Lo so che lo avete già letto, su Nòva24... Spero... :-)
MUSICA
Max Pezzali: «Il vero problema è che le label non hanno capito il momento di grande evoluzione che la musica stava attraversando e invece di cavalcare l'onda multimediale, sono state costrette a una tardiva rincorsa. Oggi il treno è perso e lo scettro ceduto alla Apple, all'elettronica di consumo e alle telecomunicazioni».
Enrico Silvestrin: «Le label sono fondamentali ma in Italia non funzionano, non fanno scouting, investono su un formato desueto e defunto come il cd».
Riccardo Vitanza: «I grossi artisti ormai lavorano in autonomia. Hanno loro società di produzione artistica e gestiscono gli album dalla registrazione al layout della copertina. Il ruolo della casa discografica è limitato a marketing e distribuzione».
La musica è il laboratorio dell'economia digitale. E quello che sta succedendo non è il finale della storia. È l'inizio... Queste dichiarazioni, raccolte da Cristina Tagliabue, lo dimostrano.
PUBBLICITA'
Intanto, la pubblicità su Google in Italia è più di quella che le statistiche sembrano in qualche modo costrette a registrare. Se si guarda ai fatti come ha fatto Giuseppe Caravita, si scopre che in Italia ci deve essere anche un ricorso sommerso alla pubblicità online. Intanto, Fulvio Zendrini racconta che alla Piaggio, dove guida il settore della comunicazione, stanno triplicando il budget destinato a iniziative pubblicitarie legate a internet. E Paolo Valdemarin racconta la storia della million dollar page... Una trovata che sembra alla portata di tutti noi, ma che può venire in mente a una sola persona, una sola volta...
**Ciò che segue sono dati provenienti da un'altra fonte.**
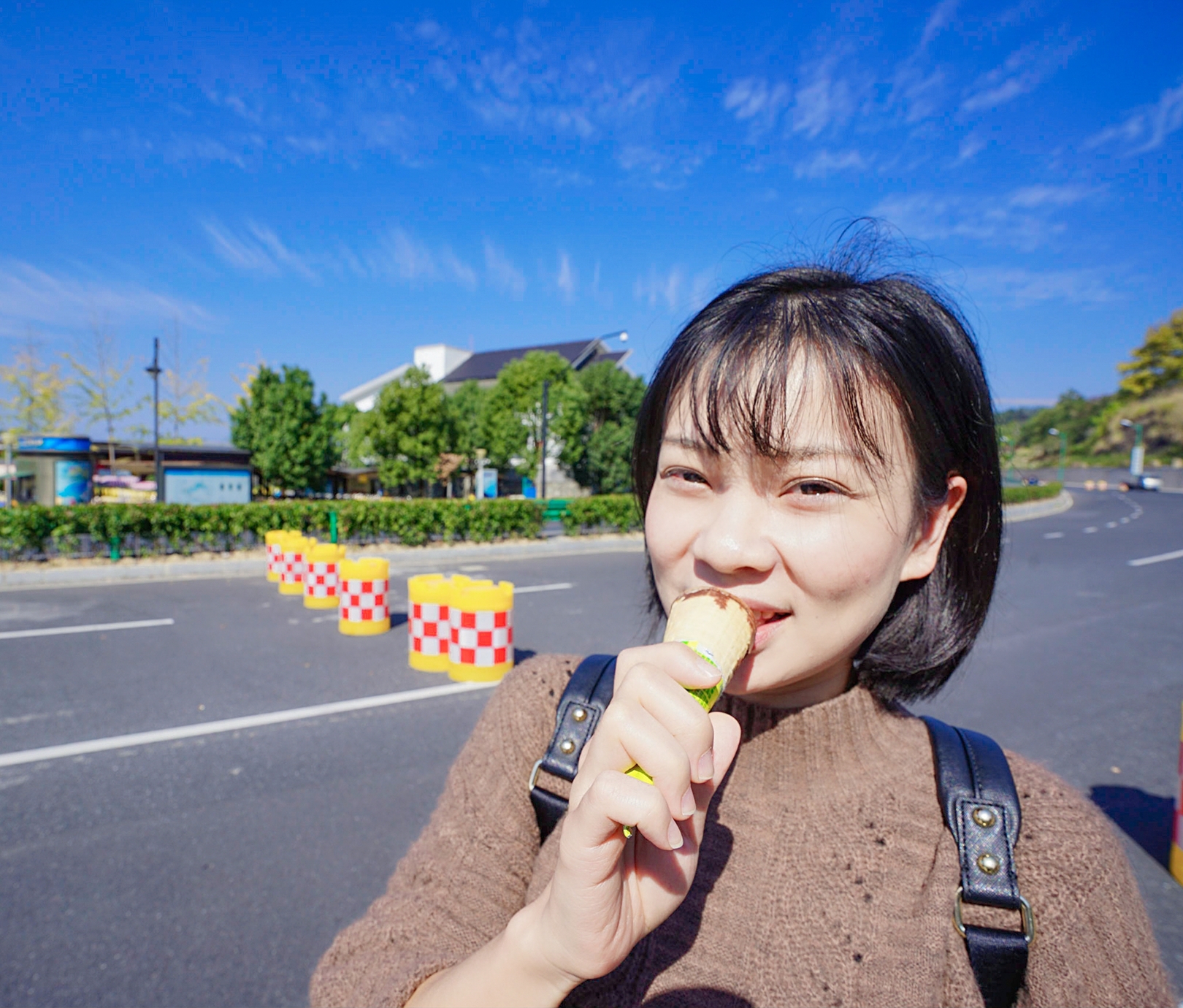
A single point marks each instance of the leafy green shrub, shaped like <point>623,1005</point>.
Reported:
<point>1021,495</point>
<point>616,511</point>
<point>34,530</point>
La pubblicità online è decollata. Cambia le regole del gioco. Per Zendrini dovrebbe far paura ai giornali e alla tivvù. In ogni caso, rimescola le carte. Carte che hanno finora tenuto l'Italia in scacco da molti punti di vista. Ma non solo: hanno contribuito all'infelicità degli italiani. La pubblicità tradizionale è fatta per alimentare desideri infiniti: l'economia attuale non li può e non li vuole soddisfare. Vuole desideri armonici, fiducia ragionevole e non ottimismo artificiale, vuole risorse (lavoro, materie prime, sistemi produttivi) rispettosi dell'ambiente e del tempo delle persone.